Any thoughts on this 'rumor' and if it's really worth it to wait (I'm not a 'power user'. More about email and browsing and some games. Face Time is fun on Iphone, but don't see it as a real clincher for Ipad for this very reason. But more bigger cpu might be something to wait for if it really helps).

Thanks

With PC hardware (of any description) there's always something better over the horizon.

Get it. Enjoy it for 18 months and then get v3

Posted from my iPad

I too use it every day to "consume" media. An an acronym I've heard being used to pigeonhole the iPad is MDD - Media Delivery Device. Spot on if you ask me...

Thanks Rabbit for the review and updates as you use the device, I have to admit the the iPad is tempting. I have generally resisted the 'walled garden' but I find I would like to get one for the ease of use for my wife (who generally doesn't do well with tech) and my son. Yeah that is it, it is for the family. Of course, an occasional 'Plants vs Zombies' for me couldn't hurt :). I held off from getting a smartphone for awhile and found Android a great . The compeitition seems so far behind that an alternative is not really there.

I look forward to your updates......

scootere3 wrote:

Thanks Rabbit for the review and updates as you use the device, I have to admit the the iPad is tempting. I have generally resisted the 'walled garden' but I find I would like to get one for the ease of use for my wife (who generally doesn't do well with tech) and my son. Yeah that is it, it is for the family. Of course, an occasional 'Plants vs Zombies' for me couldn't hurt :). I held off from getting a smartphone for awhile and found Android a great . The compeitition seems so far behind that an alternative is not really there.

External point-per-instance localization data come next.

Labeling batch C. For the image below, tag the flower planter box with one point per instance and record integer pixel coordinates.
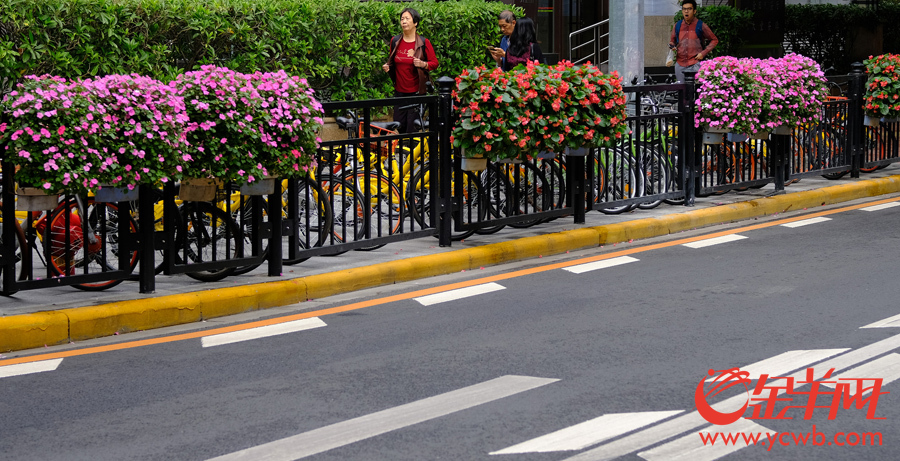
(198, 189)
(264, 186)
(108, 193)
(871, 121)
(737, 137)
(474, 164)
(713, 138)
(783, 130)
(34, 199)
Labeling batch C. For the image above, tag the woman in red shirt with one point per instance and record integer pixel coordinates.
(411, 56)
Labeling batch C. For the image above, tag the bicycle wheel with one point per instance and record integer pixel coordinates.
(622, 181)
(243, 216)
(495, 188)
(346, 205)
(656, 176)
(472, 209)
(314, 219)
(387, 206)
(209, 235)
(531, 192)
(92, 243)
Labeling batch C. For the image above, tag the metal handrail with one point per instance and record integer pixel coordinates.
(595, 40)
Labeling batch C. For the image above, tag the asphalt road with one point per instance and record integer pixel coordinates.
(609, 356)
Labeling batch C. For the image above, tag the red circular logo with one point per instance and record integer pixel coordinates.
(725, 380)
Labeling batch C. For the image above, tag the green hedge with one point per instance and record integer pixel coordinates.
(826, 33)
(339, 45)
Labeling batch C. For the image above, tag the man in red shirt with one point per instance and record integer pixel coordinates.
(689, 46)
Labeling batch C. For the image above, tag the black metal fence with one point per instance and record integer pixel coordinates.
(376, 186)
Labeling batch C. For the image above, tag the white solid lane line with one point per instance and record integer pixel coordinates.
(890, 322)
(806, 222)
(887, 368)
(28, 368)
(782, 364)
(262, 332)
(690, 421)
(881, 207)
(588, 433)
(364, 427)
(582, 268)
(691, 447)
(459, 293)
(715, 241)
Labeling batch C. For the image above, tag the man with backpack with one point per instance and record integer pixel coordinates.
(688, 37)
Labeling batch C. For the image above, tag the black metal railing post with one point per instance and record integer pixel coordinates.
(274, 214)
(146, 240)
(855, 118)
(690, 141)
(9, 230)
(445, 152)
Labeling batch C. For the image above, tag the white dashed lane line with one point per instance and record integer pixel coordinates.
(582, 268)
(28, 368)
(262, 332)
(459, 293)
(715, 241)
(806, 222)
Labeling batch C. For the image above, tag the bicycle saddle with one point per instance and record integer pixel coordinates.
(390, 126)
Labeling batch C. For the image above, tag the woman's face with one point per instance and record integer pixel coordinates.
(406, 22)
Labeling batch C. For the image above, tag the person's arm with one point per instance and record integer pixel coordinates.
(536, 54)
(713, 41)
(432, 62)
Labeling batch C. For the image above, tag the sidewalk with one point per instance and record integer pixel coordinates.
(59, 315)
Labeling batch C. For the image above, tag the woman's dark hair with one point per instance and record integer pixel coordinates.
(522, 37)
(413, 13)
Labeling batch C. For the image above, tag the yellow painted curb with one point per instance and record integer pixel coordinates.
(27, 331)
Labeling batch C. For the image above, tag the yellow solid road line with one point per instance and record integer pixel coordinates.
(19, 332)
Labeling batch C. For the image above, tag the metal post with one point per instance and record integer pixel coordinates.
(692, 146)
(575, 171)
(275, 256)
(9, 230)
(445, 152)
(146, 236)
(857, 130)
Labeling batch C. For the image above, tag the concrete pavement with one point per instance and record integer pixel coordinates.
(64, 314)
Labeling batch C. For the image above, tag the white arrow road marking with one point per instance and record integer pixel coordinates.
(589, 432)
(364, 427)
(787, 362)
(690, 421)
(262, 332)
(714, 241)
(582, 268)
(806, 222)
(891, 322)
(887, 368)
(881, 207)
(691, 447)
(28, 368)
(459, 293)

I look forward to your updates......

My wife still says the iPad was her favorite all-time Mother's Day gift. I'm not kidding. She uses it daily. As does my daughter, who has Pandora going while she cleans her room as I write this.

And yes, PvZ is awesome on it. It really is the best way to play the game.

This article popped up on the front page and it was interesting to read a year and a half later. I think the best thing Julian did was to go on that trip with just the iPad (well, except for his WoW machine). Last month I want on at two week family vacation, and instead of hauling my laptop, DS, and Nook Color, I just brought my newly purchased Ipad 2. I did not miss the other things a bit, and I have grown quite enamored of the device.